排水を止める
【本文】
第一班は閉鎖試験場の下流百二十メートルで排水管を掘り出した。
管は黒膜に覆われ、四秒ごとに膨らむ。完全に切断すれば中身が土へ溢れるため、奈々は前後を同時に挟む二重弁を設計した。
ゴーレムが上流側を押さえ、人間班が下流へ沈殿容器を接続する。黒粒子は圧力を失うと、管の内側を試験場へ逆流し始めた。
世界の声は《冠位個体への治癒行為》と警告する。流出を戻すことを、敵への回復として罰点に変えている。
湊は警告を無視した。
弁を半分閉じた時、作業員一人の首筋に黒線が出る。中止条件は一つだが、小春は即座に交代させ、洗浄区画へ送った。人数を減らして続行する。

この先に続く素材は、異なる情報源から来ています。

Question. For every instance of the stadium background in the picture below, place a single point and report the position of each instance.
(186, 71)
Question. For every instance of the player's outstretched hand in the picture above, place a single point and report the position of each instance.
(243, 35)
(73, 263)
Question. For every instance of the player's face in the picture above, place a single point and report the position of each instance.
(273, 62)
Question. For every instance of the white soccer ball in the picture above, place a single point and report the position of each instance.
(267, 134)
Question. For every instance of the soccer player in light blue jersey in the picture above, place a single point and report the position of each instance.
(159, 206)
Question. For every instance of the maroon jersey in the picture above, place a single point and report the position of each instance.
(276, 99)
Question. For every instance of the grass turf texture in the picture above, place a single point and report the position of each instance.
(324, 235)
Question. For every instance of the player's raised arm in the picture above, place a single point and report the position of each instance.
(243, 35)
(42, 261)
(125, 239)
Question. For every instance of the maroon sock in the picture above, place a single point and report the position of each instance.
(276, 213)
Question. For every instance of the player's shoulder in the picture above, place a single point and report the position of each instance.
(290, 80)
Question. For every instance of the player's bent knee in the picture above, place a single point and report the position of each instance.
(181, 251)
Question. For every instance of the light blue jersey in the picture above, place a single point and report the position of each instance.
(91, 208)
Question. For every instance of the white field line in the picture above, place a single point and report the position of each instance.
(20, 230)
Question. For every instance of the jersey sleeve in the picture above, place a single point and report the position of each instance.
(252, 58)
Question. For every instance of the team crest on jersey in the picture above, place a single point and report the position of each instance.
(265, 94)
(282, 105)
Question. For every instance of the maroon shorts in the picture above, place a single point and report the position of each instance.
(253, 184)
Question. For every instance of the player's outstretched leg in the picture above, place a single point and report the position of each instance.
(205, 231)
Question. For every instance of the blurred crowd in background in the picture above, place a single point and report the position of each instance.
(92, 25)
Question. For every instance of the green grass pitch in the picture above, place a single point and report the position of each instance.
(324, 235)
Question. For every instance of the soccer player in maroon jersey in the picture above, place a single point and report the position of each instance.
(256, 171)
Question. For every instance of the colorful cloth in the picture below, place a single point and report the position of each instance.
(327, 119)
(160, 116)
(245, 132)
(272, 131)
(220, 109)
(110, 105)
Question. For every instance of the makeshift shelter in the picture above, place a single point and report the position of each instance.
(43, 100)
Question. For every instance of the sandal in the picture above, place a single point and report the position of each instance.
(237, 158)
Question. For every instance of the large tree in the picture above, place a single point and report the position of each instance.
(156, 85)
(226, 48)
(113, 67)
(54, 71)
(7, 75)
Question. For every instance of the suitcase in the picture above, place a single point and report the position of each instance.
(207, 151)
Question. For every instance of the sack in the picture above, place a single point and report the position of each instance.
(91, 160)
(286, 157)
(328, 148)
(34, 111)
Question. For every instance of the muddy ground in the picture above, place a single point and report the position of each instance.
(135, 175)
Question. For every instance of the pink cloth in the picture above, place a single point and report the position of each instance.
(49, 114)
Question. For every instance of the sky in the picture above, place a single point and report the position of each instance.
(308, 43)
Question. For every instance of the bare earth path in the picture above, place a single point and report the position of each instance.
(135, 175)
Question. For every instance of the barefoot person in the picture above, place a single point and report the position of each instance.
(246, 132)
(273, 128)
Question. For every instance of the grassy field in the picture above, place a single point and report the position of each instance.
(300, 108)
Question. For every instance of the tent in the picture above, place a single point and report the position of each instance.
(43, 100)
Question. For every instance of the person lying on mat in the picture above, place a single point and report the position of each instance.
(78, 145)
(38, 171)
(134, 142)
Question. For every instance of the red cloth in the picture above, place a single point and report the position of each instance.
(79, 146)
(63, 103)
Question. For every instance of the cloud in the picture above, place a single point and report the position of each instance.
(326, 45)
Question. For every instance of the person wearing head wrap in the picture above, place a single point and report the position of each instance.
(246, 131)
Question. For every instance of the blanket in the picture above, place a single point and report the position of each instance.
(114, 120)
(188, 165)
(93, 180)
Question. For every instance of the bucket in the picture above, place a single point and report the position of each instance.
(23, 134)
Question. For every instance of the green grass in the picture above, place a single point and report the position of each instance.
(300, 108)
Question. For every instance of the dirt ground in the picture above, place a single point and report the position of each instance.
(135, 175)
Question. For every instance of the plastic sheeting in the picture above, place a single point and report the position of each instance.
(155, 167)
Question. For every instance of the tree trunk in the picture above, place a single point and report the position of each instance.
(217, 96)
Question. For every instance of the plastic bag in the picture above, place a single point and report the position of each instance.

二重弁が閉じると、体育館の沈殿槽へ流れ込む粒子が半分になった。
成功印は付けない。管内圧が上がり、別の亀裂へ逃げる可能性がある。奈々は圧力計を二つ残し、三十分ごとの監視を地上班へ渡す。
一本目は切れたのではなく、監視できる細さまで絞られた。
交代した作業員の黒線は洗浄後に薄れたが、医療観察を六時間続ける。本人が戻れると言っても同じ班には復帰させない。二重弁の手動解除鍵は奈々と地上監視者が一本ずつ持ち、湊の命令だけでは全開にできない。中央隊にも弁の位置は示すが、操作手順は共同立会いなしで渡さない。圧力上昇時は設備を守るより下流を退避させ、あふれた粒子は冷却容器へ受ける。封鎖の成果より、壊れた時の逃げ道を先に残した。
地上監視班は夜勤二時間交代とし、圧力計の数値を写真でも残す。異常なしの時刻も空欄にしなかった。
解除鍵の所在も毎回引き継いだ。